L2 AIStation: Commercial AI scheduling platform for large model development. For the common training interruption problems in large model training, it can realize rapid positioning of training abnormalities and automatic continuation of breakpoints: through rapid positioning of chip, network card and communication equipment abnormalities or faults, it can realize global training pause and maintenance, automatic elastic replacement of hot standby computing power, and rapid CheckPoint reading of healthy nodes, and realize automatic continuation of breakpoints.

L3 Layer YLink: Efficient tool chain for data governance, pre-training, and fine-tuning of large models.

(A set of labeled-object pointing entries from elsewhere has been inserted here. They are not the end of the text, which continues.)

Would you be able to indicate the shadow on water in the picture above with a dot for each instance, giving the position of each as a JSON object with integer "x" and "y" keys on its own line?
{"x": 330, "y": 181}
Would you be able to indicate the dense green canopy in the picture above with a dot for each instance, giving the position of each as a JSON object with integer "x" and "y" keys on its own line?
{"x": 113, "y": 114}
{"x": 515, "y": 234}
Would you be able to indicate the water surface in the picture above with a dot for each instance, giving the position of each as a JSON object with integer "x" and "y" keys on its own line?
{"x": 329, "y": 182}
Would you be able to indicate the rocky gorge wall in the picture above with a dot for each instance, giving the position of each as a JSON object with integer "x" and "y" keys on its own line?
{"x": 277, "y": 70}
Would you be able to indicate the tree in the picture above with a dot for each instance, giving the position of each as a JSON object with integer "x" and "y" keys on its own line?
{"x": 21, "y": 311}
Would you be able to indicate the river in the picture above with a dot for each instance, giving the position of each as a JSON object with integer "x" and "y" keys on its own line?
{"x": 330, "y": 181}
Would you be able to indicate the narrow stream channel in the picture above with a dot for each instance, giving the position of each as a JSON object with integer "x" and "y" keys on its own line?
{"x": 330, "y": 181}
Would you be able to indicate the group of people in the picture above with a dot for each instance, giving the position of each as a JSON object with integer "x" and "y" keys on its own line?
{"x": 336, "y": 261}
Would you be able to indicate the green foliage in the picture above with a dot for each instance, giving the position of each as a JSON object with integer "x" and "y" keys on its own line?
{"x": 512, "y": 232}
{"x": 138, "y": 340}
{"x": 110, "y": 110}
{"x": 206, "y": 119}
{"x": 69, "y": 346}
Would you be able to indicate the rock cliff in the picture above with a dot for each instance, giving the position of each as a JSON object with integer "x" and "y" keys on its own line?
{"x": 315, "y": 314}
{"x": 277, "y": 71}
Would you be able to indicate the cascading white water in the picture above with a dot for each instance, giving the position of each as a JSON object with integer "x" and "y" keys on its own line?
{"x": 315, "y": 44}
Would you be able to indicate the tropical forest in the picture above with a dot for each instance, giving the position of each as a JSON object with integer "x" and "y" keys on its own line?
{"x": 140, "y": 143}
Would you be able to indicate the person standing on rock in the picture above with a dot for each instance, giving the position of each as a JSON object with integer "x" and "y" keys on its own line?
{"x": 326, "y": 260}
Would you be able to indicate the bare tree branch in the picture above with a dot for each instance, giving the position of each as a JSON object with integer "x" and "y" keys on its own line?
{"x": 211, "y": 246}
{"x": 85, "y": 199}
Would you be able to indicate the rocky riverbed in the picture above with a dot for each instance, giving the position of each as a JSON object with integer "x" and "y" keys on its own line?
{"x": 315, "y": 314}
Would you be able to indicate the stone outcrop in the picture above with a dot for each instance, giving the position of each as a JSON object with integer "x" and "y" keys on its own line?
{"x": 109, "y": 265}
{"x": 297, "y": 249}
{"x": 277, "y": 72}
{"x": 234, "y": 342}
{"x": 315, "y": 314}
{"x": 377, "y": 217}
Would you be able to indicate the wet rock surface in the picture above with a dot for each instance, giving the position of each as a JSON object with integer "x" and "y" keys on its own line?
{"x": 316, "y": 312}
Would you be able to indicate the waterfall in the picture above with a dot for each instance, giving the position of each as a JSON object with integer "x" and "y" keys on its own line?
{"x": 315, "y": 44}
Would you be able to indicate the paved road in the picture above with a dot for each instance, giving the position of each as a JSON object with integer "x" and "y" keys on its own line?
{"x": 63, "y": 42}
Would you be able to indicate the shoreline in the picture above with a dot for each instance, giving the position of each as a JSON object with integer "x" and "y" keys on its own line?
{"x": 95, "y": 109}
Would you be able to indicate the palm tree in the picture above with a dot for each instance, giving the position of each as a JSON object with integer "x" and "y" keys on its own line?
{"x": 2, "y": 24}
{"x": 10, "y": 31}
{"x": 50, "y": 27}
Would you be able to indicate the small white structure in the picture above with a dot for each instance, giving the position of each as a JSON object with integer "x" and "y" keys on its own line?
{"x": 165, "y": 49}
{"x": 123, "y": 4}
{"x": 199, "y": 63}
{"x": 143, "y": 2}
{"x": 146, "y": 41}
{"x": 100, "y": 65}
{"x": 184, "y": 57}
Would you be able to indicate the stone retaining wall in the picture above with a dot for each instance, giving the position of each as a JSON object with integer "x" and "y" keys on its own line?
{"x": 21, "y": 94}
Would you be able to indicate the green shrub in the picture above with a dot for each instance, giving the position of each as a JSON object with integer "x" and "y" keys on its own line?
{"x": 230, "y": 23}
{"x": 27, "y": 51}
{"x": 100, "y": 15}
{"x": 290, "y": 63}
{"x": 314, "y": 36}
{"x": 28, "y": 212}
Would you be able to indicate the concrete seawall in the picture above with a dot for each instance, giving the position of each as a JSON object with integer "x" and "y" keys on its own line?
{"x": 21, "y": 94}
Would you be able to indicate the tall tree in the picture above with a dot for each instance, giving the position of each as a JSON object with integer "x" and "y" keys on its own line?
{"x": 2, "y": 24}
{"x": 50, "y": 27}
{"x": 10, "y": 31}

Focus on the development process of data governance, pre-training and fine-tuning of large models, integrate the self-research tools and open source tools of Inspur information in large model development, such as Y-DataKit, Y-TrainKit and Y-FTKit, etc., and accelerate the training and development efficiency of large models through these diverse and perfect engineering and automation tools.

L4 Layer MModel: A nanotube platform that provides multi-model access, service, evaluation, and other functions. The core components include dataset management, model management and evaluation, which can facilitate developers and researchers to better manage multi-version and multi-type basic large models and task models, and comprehensively evaluate multiple models through diversified evaluation datasets and evaluation tasks.

Liu Jun, senior vice president of Inspur Information and general manager of AI&HPC, said:"OGAI provides a complete engineering and automation tool software stack, which will help more enterprises successfully cross the threshold of large model R & D and application and fully release the innovation productivity of large models. Inspur Information will carry out continuous innovation through the high degree of cooperation between software and hardware of intelligent computing system, continuously cultivate prosperous Yuanbrain ecology, promote the realization of 'helping hundreds of models, intelligent thousands', and accelerate the innovation of generative AI industry. "

Welcome to subscribe "Shulou Technology Information " to get latest news, interesting things and hot topics in the IT industry, and controls the hottest and latest Internet news, technology news and IT industry trends.

*The comments in the above article only represent the author's personal views and do not represent the views and positions of this website. If you have more insights, please feel free to contribute and share.